For the authors of “Treatment Over Objection — Moral Reasons for Reluctance,” the hope is to further the conversation about the requirements of humanistic medicine, and to move the bar on clinical ethics practices — particularly with regard to patients who are often marginalized.
OU, OUWB professors’ efforts to move the bar on clinical ethics practices gains Mayo Clinic support
Wasserman, Navin near logo
Mark Navin (left), Ph.D., professor of Philosophy at Oakland University, Jason Wasserman (right), Ph.D., associate professor, Department of Foundational Medical Studies and Department of Pediatrics, Oakland University William Beaumont School of Medicine, and Mark Haimann (not pictured), M.D., authored the paper scheduled for release in the October issue of Mayo Clinic Proceedings.

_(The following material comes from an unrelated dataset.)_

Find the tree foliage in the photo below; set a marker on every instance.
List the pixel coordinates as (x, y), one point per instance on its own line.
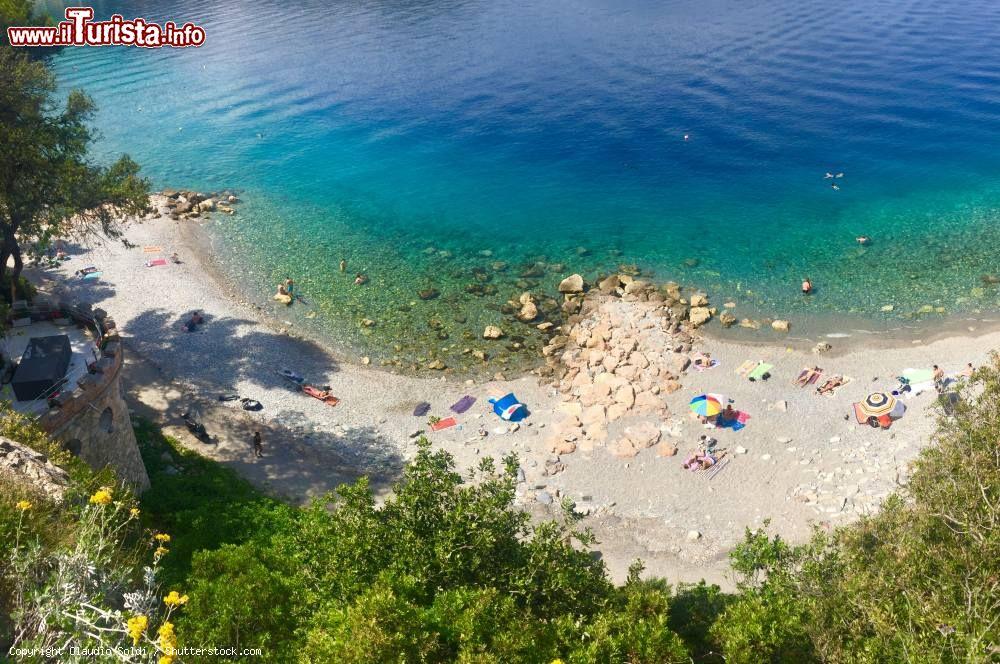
(48, 186)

For the authors of “Treatment Over Objection — Moral Reasons for Reluctance,” the hope is to further the conversation about the requirements of humanistic medicine, and to move the bar on clinical ethics practices — particularly with regard to patients often marginalized.

Mark Navin, Ph.D., professor of Philosophy at Oakland University, Jason Wasserman, Ph.D., associate professor, Department of Foundational Medical Studies and Department of Pediatrics, Oakland University William Beaumont School of Medicine, and Mark Haimann, M.D., authored the paper scheduled for release in the October issue of Mayo Clinic Proceedings, a monthly peer-reviewed medical journal sponsored by the Mayo Clinic. The journal is one of the most widely read and highly cited publications in clinical medicine.

People who don’t reason well should have more say in their medical care, according to the two professors.

“We think the institutionalization of clinical ethics in recent decades has been good for patients and providers,” Navin said. “But clinical ethics guidelines sometimes fail to account for ethically important aspects of humanistic medicine.”

Navin said he and Wasserman have argued in recent papers that patients who do not reason well ought to have a greater voice in decision making about their medical care.

By example, the professors’ Mayo Clinic Proceedings article highlights a 63-year-old male patient with Down syndrome who is a candidate for pulmonary lobectomy but screams in opposition to the possibility of surgery when presented.

“Human beings who lack decision-making capacity are still persons from a moral point of view, and it is disrespectful to treat persons as bystanders or obstacles to their own care,” the article states. “In turn, when human beings express preferences, it is disrespectful to treat those utterances as morally irrelevant noise. Therefore, it is a requirement of respectfully treating decisionally incapacitated patients that physicians grant some moral weight to those patients’ treatment preferences.”

Navin and Wasserman feel so strongly about the issue that they also are working on a book about it.

“Ironically, bioethics emerged as a discipline in large part as an effort to give patients greater voice in what happens to them,” Wasserman said. “But those patients who are judged to lack decision making capacity continue to be rendered bystanders to their own care.”

Interdisciplinary collaborations take place on OU campus
Navin and Wasserman have been collaborating on projects for the last three years. The two also frequently collaborate with physicians, like they did with Haimann on the forthcoming Mayo Clinic Proceedings article.

“We draw on my background in philosophical ethics, Jason's background in medical sociology, and both of our experiences with clinical ethics consultation to illuminate issues surrounding respect, liberty, and power in clinical encounters,” Navin said.

Wasserman said “One of the great things about having both a medical school, as well as so many robust departments in the arts and sciences at the university, is that we can form these sorts of interdisciplinary collaborations, and also aim that work at real-world context to hopefully improve the lives of patients.”

With their new piece in Mayo Clinic Proceedings, Navin said the duo hopes its ideas get some uptake, or even some push-back, and that the conversation continues about the patients in question.

According to publication publisher Elsevier, Mayo Clinic Proceedings has a monthly circulation of about 123,000.

“We are especially happy that Mayo Clinic Proceedings has such a large audience of physicians and other clinical practitioners,” Wasserman said. “This piece builds from other work we've done in bioethics journals, and so we're very excited also to push these ideas out to people in medical practice.”